Traders in Europe also spent the day anticipating word out of the Fed later Wednesday, which should provide clues about its plan for lifting interest rates from record lows.
"Global equity markets on both sides of the Atlantic saw tentative trading ahead of this evening's release of April's (Fed) meeting minutes as investors weighed up the prospects of further delays in path to rising interest rates," wrote analysts with Sucden Financial Research.
"Since removing its forward guidance earlier this year, the Fed has offered very little insight into when that first rate hike will come and that is making investors quite anxious, particularly around these kinds of releases," noted Craig Erlam, senior market analyst at Oanda trading group.
Once thinking out of the Fed becomes clearer, adds Spreadex analyst, Connor Campbell, the hesitancy of traders should dissipate considerably.
"With the Fed minute meetings to come tonight some kind of movement is almost guaranteed; investors might just need to wait for it," Mr Campbell said.
Attention had also been directed towards the fines imposed on banks by British and US regulators over the rigging of foreign exchange markets.
US regulators on Wednesday fined Swiss bank UBS US$342 million for manipulation of forex markets, and later slapped Barclays Bank, JPMorgan Chase, Citicorp and the Royal Bank of Scotland (RBS) with nearly US$6 billion in penalties for conspiring to manipulate the massive currency market.
Despite the heavy hit, investors appeared to have been fearing even worse fines. Shortly after the announcement, RBS shares were up 1.78 per cent to 354.70 pence and Barclays won 3.37 per cent to 271.55 pence.

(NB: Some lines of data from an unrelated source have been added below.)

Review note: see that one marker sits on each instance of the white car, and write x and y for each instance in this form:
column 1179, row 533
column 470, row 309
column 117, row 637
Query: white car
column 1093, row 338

"All of this was music to Barclays' investors' ears, as its stock soared by 3 per cent following the news," said Mr Campbell.
"It seems that investors are keen to draw a line under this saga, and given that Barclays holds around £2.5 billion in provisions, i.e. roughly US$3.9 billion, despite the 'record breaking' aspect of the fines Barclays looks set to escape relatively, and for many frustratingly, unscathed."
UBS shares gained 3.23 per cent to 20.46 Swiss francs in Zurich.